The researchers developed a photogrammetry method to reconstruct 3D models of flowers based on numerous images taken from different angles using a digital, single-lens reflex camera, a turntable and a lightbox. They tested their method on 18 different species from the family Gesneriaceae, which includes primroses and African violets. Their results are published in the journal New Phytologist.

The researchers say that photogrammetry has the potential to boost research on flower evolution and ecology because it provides a simple way to access three-dimensional morphological data. Databases of flower structures – or even of the structures of complete plants – could give scientists and the public a way to finally see the unique features of plant species that usually remain hidden from view.

“The variety of shapes and colors seen in the plant world are difficult to capture with simple photography. That’s why I became interested in adapting technological tools to capture the form of flowers,” said Professor Daniel Schoen, who first had the idea of applying photogrammetry to flowers, while doing research at the Institut de Recherche en Biologie Végétale. “Understanding floral evolution is important because flowers are the principal drivers of plant diversification through speciation, a major determinant of plant biodiversity.”

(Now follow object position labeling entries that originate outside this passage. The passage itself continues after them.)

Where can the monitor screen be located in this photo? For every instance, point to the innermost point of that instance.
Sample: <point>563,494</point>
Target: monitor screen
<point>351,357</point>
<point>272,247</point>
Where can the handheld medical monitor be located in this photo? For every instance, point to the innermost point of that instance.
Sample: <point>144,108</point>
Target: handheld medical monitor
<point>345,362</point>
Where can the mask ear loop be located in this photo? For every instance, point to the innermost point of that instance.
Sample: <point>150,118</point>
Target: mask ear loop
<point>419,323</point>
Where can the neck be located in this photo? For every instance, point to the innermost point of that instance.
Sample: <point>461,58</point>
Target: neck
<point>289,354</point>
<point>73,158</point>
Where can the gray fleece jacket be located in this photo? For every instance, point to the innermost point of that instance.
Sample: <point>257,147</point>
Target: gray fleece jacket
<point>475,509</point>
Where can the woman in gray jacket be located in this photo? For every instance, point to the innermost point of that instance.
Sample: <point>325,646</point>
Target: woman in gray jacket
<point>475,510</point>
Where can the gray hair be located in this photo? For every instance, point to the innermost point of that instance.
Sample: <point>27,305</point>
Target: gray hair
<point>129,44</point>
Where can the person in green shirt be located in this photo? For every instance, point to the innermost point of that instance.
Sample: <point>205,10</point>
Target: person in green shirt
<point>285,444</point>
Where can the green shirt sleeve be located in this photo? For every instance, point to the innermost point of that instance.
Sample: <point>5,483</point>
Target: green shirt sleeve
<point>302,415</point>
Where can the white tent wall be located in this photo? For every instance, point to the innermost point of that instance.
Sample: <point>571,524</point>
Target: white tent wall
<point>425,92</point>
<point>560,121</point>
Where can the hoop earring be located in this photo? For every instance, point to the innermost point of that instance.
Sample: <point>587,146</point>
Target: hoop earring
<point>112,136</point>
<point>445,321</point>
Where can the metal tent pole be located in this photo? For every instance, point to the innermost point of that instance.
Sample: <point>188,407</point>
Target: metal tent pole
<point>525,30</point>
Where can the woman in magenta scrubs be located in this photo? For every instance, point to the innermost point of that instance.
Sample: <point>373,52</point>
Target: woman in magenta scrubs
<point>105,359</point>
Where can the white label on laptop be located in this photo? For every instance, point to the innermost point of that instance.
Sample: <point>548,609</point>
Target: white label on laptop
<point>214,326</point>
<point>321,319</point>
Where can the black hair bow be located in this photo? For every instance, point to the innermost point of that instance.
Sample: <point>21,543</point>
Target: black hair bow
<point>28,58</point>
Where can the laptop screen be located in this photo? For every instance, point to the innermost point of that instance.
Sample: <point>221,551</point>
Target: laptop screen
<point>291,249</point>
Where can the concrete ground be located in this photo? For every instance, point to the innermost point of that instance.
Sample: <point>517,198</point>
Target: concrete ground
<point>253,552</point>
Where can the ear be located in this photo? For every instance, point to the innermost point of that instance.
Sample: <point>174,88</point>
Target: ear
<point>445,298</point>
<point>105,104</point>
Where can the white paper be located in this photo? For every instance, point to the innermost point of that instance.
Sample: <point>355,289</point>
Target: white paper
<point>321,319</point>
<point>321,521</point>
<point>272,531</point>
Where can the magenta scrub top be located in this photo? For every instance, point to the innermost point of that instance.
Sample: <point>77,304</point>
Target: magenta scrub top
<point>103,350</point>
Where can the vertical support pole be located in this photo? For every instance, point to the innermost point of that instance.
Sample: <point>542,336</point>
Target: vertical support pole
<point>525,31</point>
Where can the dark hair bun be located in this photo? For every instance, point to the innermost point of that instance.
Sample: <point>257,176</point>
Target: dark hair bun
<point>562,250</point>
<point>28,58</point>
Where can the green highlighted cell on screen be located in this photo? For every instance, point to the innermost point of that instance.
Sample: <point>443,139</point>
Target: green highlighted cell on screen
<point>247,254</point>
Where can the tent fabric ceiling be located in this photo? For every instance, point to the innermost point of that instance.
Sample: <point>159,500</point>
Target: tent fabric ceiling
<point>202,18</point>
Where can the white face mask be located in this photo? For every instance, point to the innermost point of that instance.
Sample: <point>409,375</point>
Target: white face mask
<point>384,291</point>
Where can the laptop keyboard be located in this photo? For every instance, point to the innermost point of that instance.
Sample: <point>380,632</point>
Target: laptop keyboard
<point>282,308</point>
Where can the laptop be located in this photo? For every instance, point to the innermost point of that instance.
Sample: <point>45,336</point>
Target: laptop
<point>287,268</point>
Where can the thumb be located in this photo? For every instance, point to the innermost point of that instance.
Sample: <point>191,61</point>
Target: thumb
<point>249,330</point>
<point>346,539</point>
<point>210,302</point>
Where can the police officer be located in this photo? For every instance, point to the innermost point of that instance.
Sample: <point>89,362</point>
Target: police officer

“Together, the team developed something we think will help advance our understanding of how flowers diversify in response to their interaction with pollinators. Thanks to our 3D models, it’s possible to admire flowers from every angle.”

According to the researchers, the use of photogrammetry has real advantages compared to other existing methods, in particular X-ray microtomography, which is by far the most widely used method to build 3D flower models. 

“Photogrammetry is much more accessible, since it’s cheap, requires little specialized equipment and can even be used directly in nature,” said study lead author Marion Leménager. “In addition, photogrammetry has the advantage of reproducing the colors of flowers, which is not possible with methods using X-rays.”

The first results, although imperfect, were enough to convince Leménager to devote a chapter of her thesis to it. “The method is not perfected yet,” said Leménager. “Some parts of the flowers remain difficult to reconstruct in 3D, such as reflective, translucent or very hairy surfaces.”

The method is an important step towards understanding more about the development and evolution of flowers, and how they interact with their pollinators. At least 90 percent of flowering plants make use of pollinators to ensure their reproduction, and the 3D morphology of flowers is an important factor that attracts appropriate pollinators. In the past, the 3D structure of flowers was rarely studied, because it is difficult to quantify structures in 3D. 

“We have shown that photogrammetry works at least as well as more complicated and expensive X-ray methods for visible flower structures,” said study co-author Simon Joly. “Thanks to the living collections of the Montreal Botanical Garden, our study of plants from the Gesneriaceae family, like the African violet, demonstrates that 3D models produced using this technique allow us to explore a large number of questions about the evolution of flowers.”